Current state law allows parents to opt their children out of objectionable material assigned to their children. Maybe the child needs to mature before they are ready for the content, maybe the content is inappropriate and should never be assigned to your children.
That’s for you to decide, and New Hampshire Law supports your right as a parent to make that determination. It took many years of advocating for this law, but it was well worth it.
How do you go about informing your local school that you have reviewed the materials and you want to opt your child out of some of the content?
Here is a simple form that you can use and adjust to file a formal request:
Teacher demands template letter
The law says: https://www.education.nh.gov/sites/g/files/ehbemt326/files/inline-documents/objectionable-curriculum.pdf
The state board of education shall, in addition to the duties assigned by RSA 21-N:11: . . . IX-c. Require school districts to adopt a policy allowing an exception to specific course material based on a parent’s or legal guardian’s determination that the material is objectionable. Such policy shall include a provision requiring the parent or legal guardian to notify the school principal or designee in writing of the specific material to which they object and a provision requiring an alternative agreed upon by the school district and the parent, at the parent’s expense, sufficient to enable the child to meet state requirements for education in the particular subject area. The policy shall also require the school district or classroom teacher to provide parents and legal guardians not less than 2 weeks advance notice of curriculum course material used for instruction of human sexuality or human sexual education. The policy shall address the method of delivering notification to a parent or legal guardian. To the extent practicable, a school district shall make curriculum course materials available to parents or legal guardians for review upon request. The name of the parent or legal guardian and any specific reasons disclosed to school officials for the objection to the material shall not be public information and shall be excluded from access under RSA 91-A.
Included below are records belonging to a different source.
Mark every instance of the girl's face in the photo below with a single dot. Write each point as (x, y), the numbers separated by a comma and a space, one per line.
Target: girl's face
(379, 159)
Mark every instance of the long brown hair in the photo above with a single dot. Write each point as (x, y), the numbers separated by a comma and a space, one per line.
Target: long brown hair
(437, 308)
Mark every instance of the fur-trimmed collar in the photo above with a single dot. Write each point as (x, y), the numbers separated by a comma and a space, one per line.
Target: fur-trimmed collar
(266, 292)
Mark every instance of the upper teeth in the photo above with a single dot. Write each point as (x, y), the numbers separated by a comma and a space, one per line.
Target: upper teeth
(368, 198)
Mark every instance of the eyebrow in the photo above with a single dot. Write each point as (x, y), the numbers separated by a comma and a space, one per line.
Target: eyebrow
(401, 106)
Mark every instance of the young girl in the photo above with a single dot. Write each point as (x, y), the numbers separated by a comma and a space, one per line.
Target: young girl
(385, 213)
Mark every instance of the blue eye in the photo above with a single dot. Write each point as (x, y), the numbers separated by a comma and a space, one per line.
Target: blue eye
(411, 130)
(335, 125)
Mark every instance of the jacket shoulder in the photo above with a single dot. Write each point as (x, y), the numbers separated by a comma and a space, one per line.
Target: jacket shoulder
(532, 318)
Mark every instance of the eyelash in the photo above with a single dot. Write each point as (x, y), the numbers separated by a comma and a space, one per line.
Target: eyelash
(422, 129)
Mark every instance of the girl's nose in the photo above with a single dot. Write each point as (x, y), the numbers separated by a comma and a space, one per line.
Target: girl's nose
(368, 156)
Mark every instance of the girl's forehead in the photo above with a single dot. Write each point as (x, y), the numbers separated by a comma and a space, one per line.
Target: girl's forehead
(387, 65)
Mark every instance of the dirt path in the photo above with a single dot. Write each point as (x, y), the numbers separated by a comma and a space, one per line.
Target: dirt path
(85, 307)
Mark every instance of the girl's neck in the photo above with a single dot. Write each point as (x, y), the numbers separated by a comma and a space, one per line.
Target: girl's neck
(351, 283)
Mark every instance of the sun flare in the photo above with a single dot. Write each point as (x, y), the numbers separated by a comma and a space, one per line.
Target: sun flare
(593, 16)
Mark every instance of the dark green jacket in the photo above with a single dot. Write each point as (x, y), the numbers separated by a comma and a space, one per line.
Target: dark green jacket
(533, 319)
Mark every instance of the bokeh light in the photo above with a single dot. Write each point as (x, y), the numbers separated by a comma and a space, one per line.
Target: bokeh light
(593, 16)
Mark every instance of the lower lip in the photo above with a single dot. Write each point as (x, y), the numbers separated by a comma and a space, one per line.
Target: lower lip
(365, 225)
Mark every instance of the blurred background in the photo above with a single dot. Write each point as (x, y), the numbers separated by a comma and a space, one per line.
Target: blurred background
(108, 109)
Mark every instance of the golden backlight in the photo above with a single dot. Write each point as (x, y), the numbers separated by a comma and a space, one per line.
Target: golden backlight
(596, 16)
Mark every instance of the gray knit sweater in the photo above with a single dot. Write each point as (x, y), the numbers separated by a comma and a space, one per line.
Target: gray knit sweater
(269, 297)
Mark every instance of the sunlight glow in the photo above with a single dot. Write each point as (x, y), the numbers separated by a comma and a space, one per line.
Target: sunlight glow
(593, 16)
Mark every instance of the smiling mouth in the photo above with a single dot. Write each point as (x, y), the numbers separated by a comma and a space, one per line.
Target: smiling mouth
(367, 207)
The terms “human sexuality or human sexual education” are not defined in the statute, although are self-explanatory. The legislative record makes clear that the intent of the amendment was to address material used in the instruction of human sexuality or human sexual education, such as in health class and biology class.
Furthermore, the intent of the amendment was to allow the parent or legal guardian the opportunity to make suitability determinations regarding instructional material which concerns human sexuality or human sexual education. This legislative intent can only be achieved by providing parents timely access to such instructional content. The new law places an affirmative responsibility on the school districts, which control the content, to meet the requirement to provide parents with the curriculum course material in advance. Simply sending a notice home with a student may not be sufficient to achieve the legislative intent as districts will want to, as much as possible, avoid circumstances in which a school asserts that it provided notice and the parent or legal guardian disputes this assertion.
Therefore, school districts should modify their existing policies, as necessary, to specify how and when advance notification to parents and legal guardians will occur. Strong policies will include multiple modes of notification to provide sufficient assurance that parents or legal guardians have been afforded the appropriate and timely notice that the law requires. Such methods of notification may include email, posting on a web site, a letter sent through the school’s parent portal, a handout sent home with students or by other means. Regardless of the exact methodologies that schools decide to utilize, the best method to reach that assurance, would be to have some type of affirmative parental or legal guardian acknowledgement of receipt.
It is important to note that the legislative intent of HB103 does not apply to literature or other content that might have or be perceived to have sexual content. In the case that curricular content may include sexual content outside of the context of instruction on human sexuality or human sexual education, schools should exercise prudent judgment and err on the side of caution by providing advance notice to parents or legal guardians. Additionally, if an outside agency or organization, such as the Motion Picture of America Association, Movie Guide film rating systems, Compass Book Ratings or other rating system, recommends restrictions on content, schools should consider engaging parents before presenting that specific content to students.
Check your school policy and look for policy IGE too. There is no need to force your children to sit through something you know is not appropriate.